I'm guessing that the mailbox name is created the first time there is a transfer and not freed/recreated when the next mailbox is transferred, even if it starts with a different string.
Well, cmd_apply_reserve
in backup/backupd.c assumes there's only one shared mailbox backup, so even though it calculates the first shared mailbox backup correctly, it only does it for the first one. This won't be the cause of the XBACKUP problem though, because XBACKUP sends one mailbox at a time.... But backupd_open_backup
(same file) thinks every backup has a userid and tries to use that as a key to track which backups it has open, which means it ends up tracking the first shared backup opened as if it were the only shared backup (because they all have a NULL userid).... So there's the bug, but I guess it's not so much a "bug" as it is "I didn't finish implementing it", doh!
If you're still enthusiastic to try patching this I won't get in your way, but if you want to handball it back to me, that's pretty reasonable!
Think I might have to handball this back to you. It's not a problem to use a different branch; the backup server I'm using has no other purpose.
Instead of backing up all shared mailbox as a single '%SHARED' backup, bundle them up at a deeper level (e.g. each top-level shared mailbox is its own "userid" with its own backup).

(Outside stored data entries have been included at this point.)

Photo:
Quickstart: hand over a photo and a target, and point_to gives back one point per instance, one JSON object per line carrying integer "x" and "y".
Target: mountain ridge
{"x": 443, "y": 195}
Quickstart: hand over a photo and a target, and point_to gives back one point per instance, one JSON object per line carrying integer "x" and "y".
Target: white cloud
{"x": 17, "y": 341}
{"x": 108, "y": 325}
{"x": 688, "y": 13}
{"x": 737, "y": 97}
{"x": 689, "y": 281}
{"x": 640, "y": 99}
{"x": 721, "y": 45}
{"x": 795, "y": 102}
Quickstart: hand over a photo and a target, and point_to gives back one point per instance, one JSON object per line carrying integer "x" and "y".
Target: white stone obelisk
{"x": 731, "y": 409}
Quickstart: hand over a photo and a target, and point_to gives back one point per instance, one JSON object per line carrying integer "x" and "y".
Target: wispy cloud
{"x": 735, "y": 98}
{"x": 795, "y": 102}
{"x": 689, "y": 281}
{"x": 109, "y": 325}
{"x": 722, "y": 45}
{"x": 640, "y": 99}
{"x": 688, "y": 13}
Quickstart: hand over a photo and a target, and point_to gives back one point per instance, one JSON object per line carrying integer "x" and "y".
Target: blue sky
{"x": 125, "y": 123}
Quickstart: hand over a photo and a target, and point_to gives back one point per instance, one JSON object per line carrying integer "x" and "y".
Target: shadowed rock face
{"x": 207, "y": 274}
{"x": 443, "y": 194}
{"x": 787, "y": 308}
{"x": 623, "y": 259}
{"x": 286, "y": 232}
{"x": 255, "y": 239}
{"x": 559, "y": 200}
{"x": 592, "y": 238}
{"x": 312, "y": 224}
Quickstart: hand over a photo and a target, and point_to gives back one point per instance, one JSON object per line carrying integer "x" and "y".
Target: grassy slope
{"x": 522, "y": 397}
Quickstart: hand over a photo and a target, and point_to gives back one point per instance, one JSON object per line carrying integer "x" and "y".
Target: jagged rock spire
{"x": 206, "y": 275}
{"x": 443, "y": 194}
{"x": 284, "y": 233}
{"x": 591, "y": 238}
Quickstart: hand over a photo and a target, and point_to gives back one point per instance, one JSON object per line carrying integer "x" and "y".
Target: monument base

Perhaps have a config option for the depth this should occur at, which would default at 0 for "all shared mailboxes in a single backup" like the current behaviour, 1 would be the behaviour described above, and larger numbers would produce more, finer grained backup files. You would choose a value that brings your worst case in line with normal behaviour.
This could help with cases like Deborah's where the single %SHARED backup is many times larger than a typical user backup, which makes tuning the backup configuration clumsy because it can't be tuned well for both cases.
I think this should be safe to enable on an existing system -- you'd end up with a bunch of new %SHARED.foo backups in addition to the existing %SHARED backup, and could then delete the old %SHARED backup once you're sure you don't need it anymore.